Where: Govern › Reconciliation. Data match shows the share of planned events actually seen in your data over a fixed 14-day window (the date control is non-interactive). The shadow events inbox (tabs: new / accepted / dismissed) lists events seen in data but missing from the plan — Accept creates the event on the active branch (you pick an event type when none is inferred), or Dismiss it. Dead events (in plan, not seen recently over a 14-day window) can be selected and archived; archiving targets the project's main branch.

Coverage

Where: Govern › Coverage (route /p/<slug>/coverage). A read-only plan-coverage overview, complementary to Reconciliation's data-match view. The rollup leads with plan coverage — the canonical share of active events that are implemented — alongside active, implemented, in-review, and archived counts, plus an implemented-vs-pending bar. Instrumentation gaps lists active events with no data in the last 30 days (the same dead-events signal Reconciliation acts on); each row shows the event, its type, and when it was last seen, with a link to Reconciliation to triage.

Scans

Where: Govern › Scans (requires a data source). A scan config covers: source & query (name, data source, base query used as a subquery, with async preview); event mapping (event type or auto-detect, event-type column, time column, event-name format); an app-version column; metrics & drift (breakdown columns, distribution-drift fields, JSON paths); and a Schedule — one of No schedule (manual), Every 15 min (15m), Every hour (1h), Every 6 hours (6h), Every day (1d), or Every week (1w).

Scan jobs

Running a scan creates a job. From a config you can run a scan, apply event groups, or replay metrics over historical chunks (replay requires a time column and an interval). Jobs expose status and detail.

Audit log

Where: Govern › Audit log. A record of mutating actions, filterable by action, user, and time range.


Cross-cutting tools

Command palette (⌘K)

Open with ⌘K / Ctrl+K (suppressed while you are typing in an input, textarea, or contenteditable). It offers: Navigate commands (Overview, Data sources, Members, Account, and owner-only Runtime); a Current project group (Events, Project settings, and per-surface settings jumps); a Projects switcher; an Event types jump list; branch-aware knowledge search (from 2 characters) across events, event types, fields, meta fields, variables, relations, and tags, each with a confidence badge; Ask AI (when AI is enabled and the query is at least 8 characters, with cited sources); and Sign out.

Activity feed ("Now")

A toggleable live panel (header label "Now") of recent activity for the project, or workspace-wide when no project is in scope. It shows up to 20 items of type anomaly, scan, alert, or event, severity-colored, auto-refreshing roughly every 60 seconds, with a manual refresh.

AI-assisted features

Optional. Enable at Workspace settings › Instance › AI (route /settings/instance/ai) with a provider and API key; a status endpoint gates the AI UI. When enabled: Suggest with AI drafts an event description on the event form, and Ask AI answers questions in the command palette with linked sources. Search indexing (and optional embeddings) is rebuilt from Workspace settings › Project › General via the Rebuild index action, which reports documents indexed and whether embeddings were queued.

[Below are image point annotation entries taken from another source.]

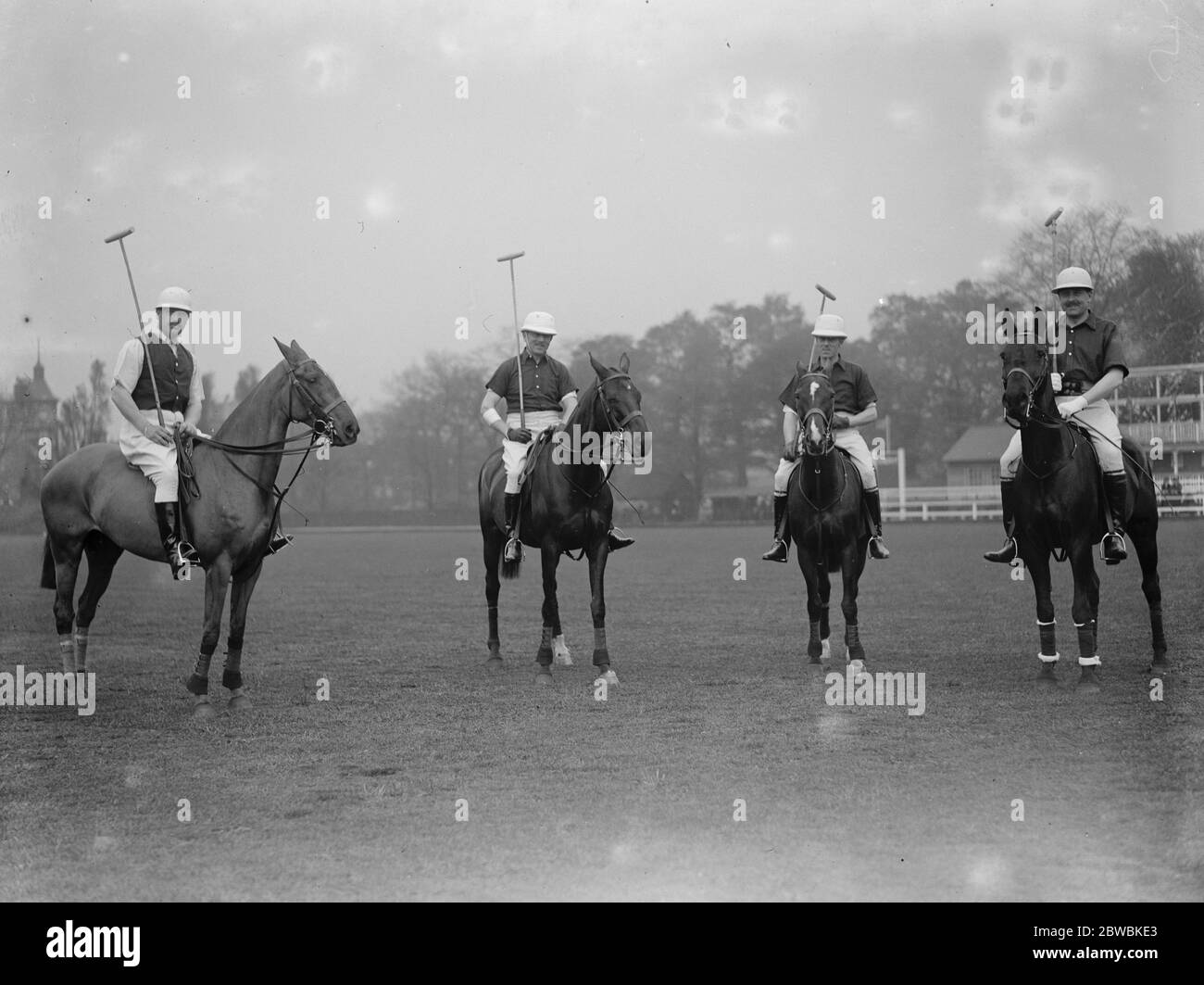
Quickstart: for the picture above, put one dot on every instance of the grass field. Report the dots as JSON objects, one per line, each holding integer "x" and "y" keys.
{"x": 630, "y": 799}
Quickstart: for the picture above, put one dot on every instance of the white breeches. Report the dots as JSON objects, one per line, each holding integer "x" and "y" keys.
{"x": 157, "y": 461}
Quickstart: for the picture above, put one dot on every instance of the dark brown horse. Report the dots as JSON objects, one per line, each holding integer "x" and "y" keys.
{"x": 566, "y": 506}
{"x": 826, "y": 518}
{"x": 95, "y": 503}
{"x": 1060, "y": 507}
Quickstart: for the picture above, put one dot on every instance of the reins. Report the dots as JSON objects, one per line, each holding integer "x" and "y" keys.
{"x": 320, "y": 430}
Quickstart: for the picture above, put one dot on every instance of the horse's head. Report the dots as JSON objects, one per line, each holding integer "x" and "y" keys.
{"x": 1024, "y": 379}
{"x": 314, "y": 398}
{"x": 814, "y": 400}
{"x": 618, "y": 398}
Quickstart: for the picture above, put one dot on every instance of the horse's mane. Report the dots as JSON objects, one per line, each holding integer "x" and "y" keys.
{"x": 247, "y": 403}
{"x": 584, "y": 405}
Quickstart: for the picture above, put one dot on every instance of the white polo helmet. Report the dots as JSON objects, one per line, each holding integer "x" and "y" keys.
{"x": 175, "y": 297}
{"x": 829, "y": 326}
{"x": 1072, "y": 277}
{"x": 540, "y": 322}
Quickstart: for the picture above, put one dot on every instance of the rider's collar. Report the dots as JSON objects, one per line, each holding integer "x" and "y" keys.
{"x": 153, "y": 334}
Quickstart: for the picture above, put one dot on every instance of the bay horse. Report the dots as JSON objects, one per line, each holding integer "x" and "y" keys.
{"x": 95, "y": 503}
{"x": 825, "y": 515}
{"x": 1059, "y": 506}
{"x": 566, "y": 506}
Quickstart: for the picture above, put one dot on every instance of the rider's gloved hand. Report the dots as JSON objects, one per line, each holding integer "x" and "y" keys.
{"x": 1071, "y": 407}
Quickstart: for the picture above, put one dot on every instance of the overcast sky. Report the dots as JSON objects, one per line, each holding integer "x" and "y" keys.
{"x": 709, "y": 196}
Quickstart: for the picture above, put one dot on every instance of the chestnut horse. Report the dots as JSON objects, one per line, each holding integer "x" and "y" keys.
{"x": 95, "y": 503}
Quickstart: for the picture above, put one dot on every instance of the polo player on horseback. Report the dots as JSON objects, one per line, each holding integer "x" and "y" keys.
{"x": 549, "y": 397}
{"x": 143, "y": 439}
{"x": 1092, "y": 368}
{"x": 855, "y": 403}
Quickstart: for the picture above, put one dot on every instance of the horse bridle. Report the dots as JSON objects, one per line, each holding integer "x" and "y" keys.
{"x": 829, "y": 441}
{"x": 614, "y": 426}
{"x": 1034, "y": 386}
{"x": 323, "y": 424}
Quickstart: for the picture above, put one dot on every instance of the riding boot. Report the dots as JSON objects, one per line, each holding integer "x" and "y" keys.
{"x": 618, "y": 539}
{"x": 513, "y": 548}
{"x": 873, "y": 503}
{"x": 1007, "y": 554}
{"x": 1116, "y": 487}
{"x": 180, "y": 553}
{"x": 781, "y": 549}
{"x": 280, "y": 541}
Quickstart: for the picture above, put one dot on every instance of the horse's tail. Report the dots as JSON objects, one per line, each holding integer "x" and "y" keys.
{"x": 48, "y": 579}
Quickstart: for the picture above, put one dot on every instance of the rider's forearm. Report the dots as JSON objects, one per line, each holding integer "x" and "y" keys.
{"x": 866, "y": 417}
{"x": 1103, "y": 389}
{"x": 494, "y": 419}
{"x": 124, "y": 403}
{"x": 789, "y": 426}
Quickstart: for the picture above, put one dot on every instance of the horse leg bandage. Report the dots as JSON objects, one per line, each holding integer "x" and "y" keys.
{"x": 199, "y": 683}
{"x": 545, "y": 655}
{"x": 67, "y": 651}
{"x": 1048, "y": 638}
{"x": 81, "y": 647}
{"x": 1087, "y": 656}
{"x": 232, "y": 674}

Data sources & connection test

Where: Workspace settings › Data sources (owner only). Supported types and default ports: ClickHouse (8123), PostgreSQL (5432), and BigQuery (project/dataset based). Create, edit, and delete sources; Test connection; browse the schema (tables/columns) for the scan query builder; and view ingestion stats. Health is shown as healthy / stale / failing / untested.